Criticism of Islam Is Not the Same as Islamophobia

Criticizing Islamophobia does not mean arguing for special treatment of Islam as a topic of free debate and discussion. Instead, Green provides three very insightful ways to distinguish between criticism of Islam and bigotry against it:

  • Criticism of Islam must be “based on aspects of the religion that many Muslims recognize as a part of their faith, and should avoid guilt by association” (21).
  • Criticism of Islam “should not lapse into hate speech or otherwise endanger the safety of Muslim citizens” (22).
  • Criticism of Islam “should not be translated into actions undermining the freedom of religion or the equal opportunity for Muslim minorities to practice their religion as other religious communities do” (22).

These criteria are equally applied to relations with other faiths. For instance, to argue that the Qur’an is not the final revelation of God, or that Jesus of Nazareth was not of one essence with the Father, is not bigoted. These differences in religious belief are natural and the right of all believers. But to argue that any given Muslim is more likely to support violence based on the existence of jihadist terrorist groups in the Middle East, or likewise that any given Christian is more likely to support racist terrorism or ethnic cleansing because 20th-century Christian groups in the American South or the Balkans did so, is a form of bigotry.

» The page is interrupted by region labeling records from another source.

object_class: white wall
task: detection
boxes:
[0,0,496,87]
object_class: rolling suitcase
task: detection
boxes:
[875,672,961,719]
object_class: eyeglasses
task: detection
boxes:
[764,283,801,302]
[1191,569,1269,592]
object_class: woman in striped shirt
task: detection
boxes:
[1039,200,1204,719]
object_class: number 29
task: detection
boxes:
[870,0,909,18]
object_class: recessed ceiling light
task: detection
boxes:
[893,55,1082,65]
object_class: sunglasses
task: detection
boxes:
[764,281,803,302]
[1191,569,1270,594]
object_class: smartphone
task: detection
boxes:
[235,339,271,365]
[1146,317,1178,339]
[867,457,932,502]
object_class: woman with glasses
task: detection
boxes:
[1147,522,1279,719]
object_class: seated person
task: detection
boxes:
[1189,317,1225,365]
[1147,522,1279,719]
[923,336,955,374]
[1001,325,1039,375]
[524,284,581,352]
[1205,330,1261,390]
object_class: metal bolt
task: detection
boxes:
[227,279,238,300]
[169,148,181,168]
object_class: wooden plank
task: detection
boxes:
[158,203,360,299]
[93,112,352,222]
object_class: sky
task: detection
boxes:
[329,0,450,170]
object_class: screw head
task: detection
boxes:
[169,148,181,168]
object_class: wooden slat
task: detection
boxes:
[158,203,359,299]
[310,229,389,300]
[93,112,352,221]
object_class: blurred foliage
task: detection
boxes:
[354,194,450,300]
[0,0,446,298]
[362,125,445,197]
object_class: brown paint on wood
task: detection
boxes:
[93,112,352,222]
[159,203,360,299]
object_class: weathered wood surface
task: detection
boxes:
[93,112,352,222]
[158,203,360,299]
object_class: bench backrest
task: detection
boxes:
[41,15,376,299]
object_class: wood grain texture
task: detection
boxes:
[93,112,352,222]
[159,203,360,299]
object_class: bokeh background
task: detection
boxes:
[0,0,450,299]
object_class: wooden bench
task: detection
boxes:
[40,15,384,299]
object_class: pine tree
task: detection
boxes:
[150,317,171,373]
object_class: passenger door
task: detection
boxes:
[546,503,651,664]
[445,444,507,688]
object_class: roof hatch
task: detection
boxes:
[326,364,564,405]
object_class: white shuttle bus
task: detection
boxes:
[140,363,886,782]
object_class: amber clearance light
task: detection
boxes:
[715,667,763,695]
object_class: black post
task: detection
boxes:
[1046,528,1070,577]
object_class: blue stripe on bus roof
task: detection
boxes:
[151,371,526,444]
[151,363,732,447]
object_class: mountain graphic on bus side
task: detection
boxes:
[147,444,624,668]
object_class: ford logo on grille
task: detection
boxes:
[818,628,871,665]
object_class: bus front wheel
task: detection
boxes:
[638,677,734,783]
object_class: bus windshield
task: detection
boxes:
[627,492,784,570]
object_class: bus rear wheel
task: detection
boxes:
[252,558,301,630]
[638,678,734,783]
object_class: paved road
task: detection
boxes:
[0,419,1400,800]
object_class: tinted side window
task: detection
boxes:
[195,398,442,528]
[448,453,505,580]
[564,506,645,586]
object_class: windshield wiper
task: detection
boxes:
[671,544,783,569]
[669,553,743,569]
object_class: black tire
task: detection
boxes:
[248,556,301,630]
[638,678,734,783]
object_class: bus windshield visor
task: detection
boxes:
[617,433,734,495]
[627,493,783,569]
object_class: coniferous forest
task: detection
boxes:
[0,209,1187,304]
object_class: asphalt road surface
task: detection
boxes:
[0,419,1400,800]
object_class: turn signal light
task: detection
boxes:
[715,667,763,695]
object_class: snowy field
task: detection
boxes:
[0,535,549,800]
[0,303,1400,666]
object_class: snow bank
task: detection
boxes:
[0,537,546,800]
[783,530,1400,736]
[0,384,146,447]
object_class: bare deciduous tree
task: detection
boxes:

This is precisely because jihadism, ethno-nationalism, or racism are not views that are widely held to be central to Muslim or Christian faith by the large majority of these communities. Furthermore, hate speech or prejudicial views that could incite violence against or repression of minority communities (such as blasphemy accusations against Christians in Pakistan, or accusing Muslims in the USA of plotting to overthrow the Constitution) are clearly distinct from cultural or theological critiques of Islam or of Muslim religious practices.

Why Is Islamophobia a Problem?

I would argue that seeing a religion as simply incorrect is not prejudiced; but seeing it and its adherents as a threat is. If it is believed (falsely) that Muslims are uniquely threatening, then it becomes very easy to argue for restrictions on their human rights—or far worse. Some falsehoods can lead to atrocity. This has already happened in Bosnia and in Myanmar to Muslims. It has already happened to Jews in Western Europe. It has already happened to Armenian Christians and Orthodox Christians in Turkey and the Middle East. And these are, of course, only a few examples.

Islamophobia is one more example of how falsehood can lead to dehumanization, which in a theological sense is the denial of the image of God in every member of every faith. Critics of Islamophobia are simply concerned to prevent the kinds of evil that inevitably result from this denial, because if anything is clear from modern history, it is that engaging in this kind of dehumanization is a path that all communities can tread very, very easily.

Phil Dorroll holds a PhD in Religion from Emory University. He specializes in the history of Islamic theology in classical Arabic and modern Turkish. An Orthodox Christian, he is assistant professor of religion at Wofford College in Spartansburg SC. His work focuses partly on historical interactions between Orthodoxy and Islam.